Bonnie Hurwitz will be presenting a full-day workshop on the iMicrobe project (coming soon) at the 2015 meeting of the American Society of Microbiology in New Orleans, LA. When registration opens November 20 (Nov.13 for Premium Members), be sure to reserve your seat at the workshop to be held at New Orleans Ernest N. Morial Convention Center on May 30 (8:30am-4:30pm). Come learn about our cyberinfrastructure project to support research in microbial ecology.

Surgeons have true grit

I was invited to speak at Diabetic Limb Salvage Conference this month, and have come to the conclusion that surgeons have true git in the battle against infection.

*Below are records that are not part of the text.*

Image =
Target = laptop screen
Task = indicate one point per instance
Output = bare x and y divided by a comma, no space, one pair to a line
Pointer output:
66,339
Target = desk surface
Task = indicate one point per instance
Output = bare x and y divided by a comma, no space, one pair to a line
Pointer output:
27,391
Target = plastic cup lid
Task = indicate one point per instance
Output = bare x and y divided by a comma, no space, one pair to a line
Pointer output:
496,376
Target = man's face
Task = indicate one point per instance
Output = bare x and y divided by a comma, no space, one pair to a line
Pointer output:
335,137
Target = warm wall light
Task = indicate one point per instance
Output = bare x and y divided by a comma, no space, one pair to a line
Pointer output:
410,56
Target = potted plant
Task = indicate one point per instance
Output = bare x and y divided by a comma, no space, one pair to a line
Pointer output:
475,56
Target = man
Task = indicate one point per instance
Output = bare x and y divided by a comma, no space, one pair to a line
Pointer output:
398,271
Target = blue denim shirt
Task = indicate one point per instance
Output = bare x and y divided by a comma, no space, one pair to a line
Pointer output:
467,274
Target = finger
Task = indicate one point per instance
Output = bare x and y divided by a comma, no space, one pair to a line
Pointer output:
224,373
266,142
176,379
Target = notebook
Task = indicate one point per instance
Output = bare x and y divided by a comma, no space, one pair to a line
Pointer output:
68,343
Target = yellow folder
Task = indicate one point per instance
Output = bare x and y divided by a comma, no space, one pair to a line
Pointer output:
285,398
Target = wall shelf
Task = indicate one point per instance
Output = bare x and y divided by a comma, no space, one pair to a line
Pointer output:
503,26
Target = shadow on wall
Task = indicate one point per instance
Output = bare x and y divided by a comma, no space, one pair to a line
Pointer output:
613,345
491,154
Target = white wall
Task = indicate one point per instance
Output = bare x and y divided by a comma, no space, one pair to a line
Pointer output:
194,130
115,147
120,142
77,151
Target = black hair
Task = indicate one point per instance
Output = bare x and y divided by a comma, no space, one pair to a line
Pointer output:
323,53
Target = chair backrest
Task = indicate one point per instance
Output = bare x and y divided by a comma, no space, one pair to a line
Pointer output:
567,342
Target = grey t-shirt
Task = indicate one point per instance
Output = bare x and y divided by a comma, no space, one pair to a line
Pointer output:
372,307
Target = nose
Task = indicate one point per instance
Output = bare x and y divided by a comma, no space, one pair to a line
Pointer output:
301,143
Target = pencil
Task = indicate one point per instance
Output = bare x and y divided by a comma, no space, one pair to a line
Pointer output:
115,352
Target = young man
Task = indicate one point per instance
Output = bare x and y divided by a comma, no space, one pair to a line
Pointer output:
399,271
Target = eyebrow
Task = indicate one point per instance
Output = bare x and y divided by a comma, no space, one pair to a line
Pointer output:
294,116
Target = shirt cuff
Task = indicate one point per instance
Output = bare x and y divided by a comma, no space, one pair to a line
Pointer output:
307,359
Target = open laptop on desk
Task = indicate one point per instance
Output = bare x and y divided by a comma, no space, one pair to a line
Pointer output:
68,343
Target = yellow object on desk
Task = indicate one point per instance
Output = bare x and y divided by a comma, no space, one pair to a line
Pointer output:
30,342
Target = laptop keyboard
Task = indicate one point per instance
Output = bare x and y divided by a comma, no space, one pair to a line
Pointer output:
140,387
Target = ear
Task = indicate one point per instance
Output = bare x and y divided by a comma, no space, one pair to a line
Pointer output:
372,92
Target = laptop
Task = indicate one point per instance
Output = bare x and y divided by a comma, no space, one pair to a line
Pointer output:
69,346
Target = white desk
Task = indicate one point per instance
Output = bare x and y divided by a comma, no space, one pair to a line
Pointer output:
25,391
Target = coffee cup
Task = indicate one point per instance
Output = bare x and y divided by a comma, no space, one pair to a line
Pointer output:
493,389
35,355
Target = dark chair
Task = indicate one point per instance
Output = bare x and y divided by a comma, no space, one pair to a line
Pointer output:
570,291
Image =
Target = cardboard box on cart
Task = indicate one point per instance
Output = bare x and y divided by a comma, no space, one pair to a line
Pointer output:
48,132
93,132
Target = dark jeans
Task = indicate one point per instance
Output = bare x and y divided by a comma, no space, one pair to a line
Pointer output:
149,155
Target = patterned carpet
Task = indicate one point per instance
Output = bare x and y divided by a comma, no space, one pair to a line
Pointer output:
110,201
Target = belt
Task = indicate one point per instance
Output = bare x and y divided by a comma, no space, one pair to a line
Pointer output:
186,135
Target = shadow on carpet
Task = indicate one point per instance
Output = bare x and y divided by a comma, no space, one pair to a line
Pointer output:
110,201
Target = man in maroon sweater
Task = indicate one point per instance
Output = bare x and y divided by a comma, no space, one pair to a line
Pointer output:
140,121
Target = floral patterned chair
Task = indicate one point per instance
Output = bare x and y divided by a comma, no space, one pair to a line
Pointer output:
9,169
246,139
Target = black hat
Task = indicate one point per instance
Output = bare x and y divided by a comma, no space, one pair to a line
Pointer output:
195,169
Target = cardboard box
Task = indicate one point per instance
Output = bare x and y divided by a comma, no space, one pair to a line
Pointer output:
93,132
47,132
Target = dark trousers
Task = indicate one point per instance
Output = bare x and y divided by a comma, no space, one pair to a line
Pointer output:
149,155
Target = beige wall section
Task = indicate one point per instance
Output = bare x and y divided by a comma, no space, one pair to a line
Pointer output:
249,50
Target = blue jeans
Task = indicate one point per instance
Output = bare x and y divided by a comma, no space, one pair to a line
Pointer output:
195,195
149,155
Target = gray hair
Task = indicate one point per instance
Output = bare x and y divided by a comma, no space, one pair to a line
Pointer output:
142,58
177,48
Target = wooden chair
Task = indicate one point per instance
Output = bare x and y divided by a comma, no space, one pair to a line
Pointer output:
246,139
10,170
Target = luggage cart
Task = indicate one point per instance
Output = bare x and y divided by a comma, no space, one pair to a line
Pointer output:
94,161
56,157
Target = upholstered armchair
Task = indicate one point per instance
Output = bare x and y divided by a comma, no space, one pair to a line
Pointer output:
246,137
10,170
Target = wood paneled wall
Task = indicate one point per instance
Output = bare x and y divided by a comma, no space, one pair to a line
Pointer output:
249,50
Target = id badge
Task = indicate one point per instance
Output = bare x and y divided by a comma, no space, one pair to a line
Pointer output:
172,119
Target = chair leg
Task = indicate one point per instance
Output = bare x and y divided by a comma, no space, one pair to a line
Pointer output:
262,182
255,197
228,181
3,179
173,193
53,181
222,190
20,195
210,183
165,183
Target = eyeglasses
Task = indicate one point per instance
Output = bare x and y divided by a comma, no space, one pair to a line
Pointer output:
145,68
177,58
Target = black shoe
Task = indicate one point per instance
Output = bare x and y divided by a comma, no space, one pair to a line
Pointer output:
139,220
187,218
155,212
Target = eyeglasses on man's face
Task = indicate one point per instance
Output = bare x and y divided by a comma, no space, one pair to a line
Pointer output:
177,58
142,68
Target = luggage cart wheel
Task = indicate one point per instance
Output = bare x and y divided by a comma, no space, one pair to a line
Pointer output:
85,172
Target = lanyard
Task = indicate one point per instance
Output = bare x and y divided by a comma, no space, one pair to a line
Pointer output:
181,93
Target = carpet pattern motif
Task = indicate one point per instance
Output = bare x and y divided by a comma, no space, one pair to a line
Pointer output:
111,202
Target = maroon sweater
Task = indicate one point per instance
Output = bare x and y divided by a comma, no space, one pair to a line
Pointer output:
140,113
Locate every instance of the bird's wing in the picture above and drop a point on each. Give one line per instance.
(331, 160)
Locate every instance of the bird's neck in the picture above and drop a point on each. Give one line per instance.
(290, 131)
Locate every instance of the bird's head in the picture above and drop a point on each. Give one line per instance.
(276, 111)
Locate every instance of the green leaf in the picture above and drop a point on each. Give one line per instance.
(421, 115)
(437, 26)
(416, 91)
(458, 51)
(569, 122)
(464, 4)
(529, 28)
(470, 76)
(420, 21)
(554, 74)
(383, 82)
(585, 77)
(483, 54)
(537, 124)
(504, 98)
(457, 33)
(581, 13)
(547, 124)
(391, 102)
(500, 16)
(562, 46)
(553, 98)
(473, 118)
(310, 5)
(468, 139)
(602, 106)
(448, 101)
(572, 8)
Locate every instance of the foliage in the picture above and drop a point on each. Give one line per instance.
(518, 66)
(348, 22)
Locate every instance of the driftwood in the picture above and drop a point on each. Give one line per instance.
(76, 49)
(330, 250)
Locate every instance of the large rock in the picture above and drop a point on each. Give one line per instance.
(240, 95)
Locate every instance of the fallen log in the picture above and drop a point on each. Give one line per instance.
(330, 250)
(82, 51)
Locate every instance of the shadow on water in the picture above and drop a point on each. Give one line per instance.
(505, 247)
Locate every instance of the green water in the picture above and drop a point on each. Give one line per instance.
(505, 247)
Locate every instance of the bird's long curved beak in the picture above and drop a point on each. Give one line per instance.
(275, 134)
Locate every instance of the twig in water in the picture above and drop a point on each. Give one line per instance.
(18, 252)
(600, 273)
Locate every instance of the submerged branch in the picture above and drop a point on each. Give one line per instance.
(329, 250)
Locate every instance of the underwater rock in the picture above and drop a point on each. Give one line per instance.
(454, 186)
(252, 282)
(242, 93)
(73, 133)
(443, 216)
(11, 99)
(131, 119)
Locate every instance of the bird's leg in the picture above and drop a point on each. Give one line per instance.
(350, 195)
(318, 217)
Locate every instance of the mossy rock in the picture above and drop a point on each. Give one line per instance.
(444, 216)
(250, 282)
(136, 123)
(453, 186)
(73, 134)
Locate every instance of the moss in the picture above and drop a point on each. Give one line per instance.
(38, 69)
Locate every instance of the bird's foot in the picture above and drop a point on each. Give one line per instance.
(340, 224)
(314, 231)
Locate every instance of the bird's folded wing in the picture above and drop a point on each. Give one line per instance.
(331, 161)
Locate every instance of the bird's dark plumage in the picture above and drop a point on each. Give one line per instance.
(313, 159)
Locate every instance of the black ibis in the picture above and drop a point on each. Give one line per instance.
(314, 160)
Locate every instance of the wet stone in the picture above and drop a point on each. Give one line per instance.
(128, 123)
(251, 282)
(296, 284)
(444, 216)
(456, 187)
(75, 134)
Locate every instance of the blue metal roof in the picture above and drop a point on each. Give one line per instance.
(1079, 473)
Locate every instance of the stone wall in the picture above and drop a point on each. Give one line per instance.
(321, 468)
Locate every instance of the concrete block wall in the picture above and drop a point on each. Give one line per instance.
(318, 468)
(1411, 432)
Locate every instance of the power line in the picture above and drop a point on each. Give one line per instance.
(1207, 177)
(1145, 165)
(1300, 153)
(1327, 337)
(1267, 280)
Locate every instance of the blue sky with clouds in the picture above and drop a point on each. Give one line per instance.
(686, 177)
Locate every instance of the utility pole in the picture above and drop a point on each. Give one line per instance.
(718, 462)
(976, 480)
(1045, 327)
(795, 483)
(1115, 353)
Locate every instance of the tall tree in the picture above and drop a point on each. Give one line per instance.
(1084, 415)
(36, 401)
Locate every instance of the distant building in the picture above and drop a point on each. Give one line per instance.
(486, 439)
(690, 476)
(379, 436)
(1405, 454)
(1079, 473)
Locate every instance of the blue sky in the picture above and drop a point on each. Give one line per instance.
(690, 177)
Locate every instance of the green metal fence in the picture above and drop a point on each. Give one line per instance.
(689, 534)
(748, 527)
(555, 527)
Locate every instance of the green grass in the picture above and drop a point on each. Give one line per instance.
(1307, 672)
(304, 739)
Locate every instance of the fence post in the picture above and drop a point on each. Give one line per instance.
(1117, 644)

It takes amazing strength of character to treat patients with severe wounds, both from the perspective of delivering difficult news to patients regarding treatment options and the potential to lose limbs, to work in the OR to physically remove infected tissue before it spreads. One of the surgeons I spoke to, told me that he knows a fellow will be successful if he/she can make quick decisions on-the-fly and walk into unknown situations in the OR confidently. I “experienced” this myself, in live demo, watching surgeons at a remote OR at George Washington University make quick pivots and choices as they encountered unexpected damage when reconstructing a person’s foot. It was truly eye opening considering wounds in three dimensions, considering choices in sampling, and how microbial communities organize in space and time. I was perhaps one of the only computational/micro-biologist in a room full of 1000 clinicians and nurses. My conclusion: computational biologists need to interface with the real world of patient care on occasion to create better algorithms and sample prep considerations that can lead to antibiotic stewardship and directed care for infection.

Exploring Hadoop with MapR

Recently Bonnie and I had a chance to meet with our colleague Dr. Allen Day. The three of us all worked together many years ago at Cold Spring Harbor Lab under Dr. Lincoln Stein. Allen now works for MapR helping organizations understand computing with Hadoop, an area where we are actively developing. Traditional high-performance computing with clusters has been and will long continue to be very important to our work, but Hadoop promises major advances for how we bring together our data and our computing.

Programming for Biology

Last week I had the pleasure of acting as a teaching assistant for the Programming for Biology course at Cold Spring Harbor Laboratory. As I worked for 13 years at CSHL before joining UA, it was nice to get back to the campus and see old friends. It was either my third or fourth time to participate in the course — I’ve lost count over the years. My first boss at CSHL, Lincoln Stein, created the course, and it’s now run by Simon Prochnik and Sofia Robb. I was honored that they asked me to help out again, and, as usual, I was highly impressed by the course organization and the high caliber of the students. Bonnie and I have aspirations to create a similar course at UA.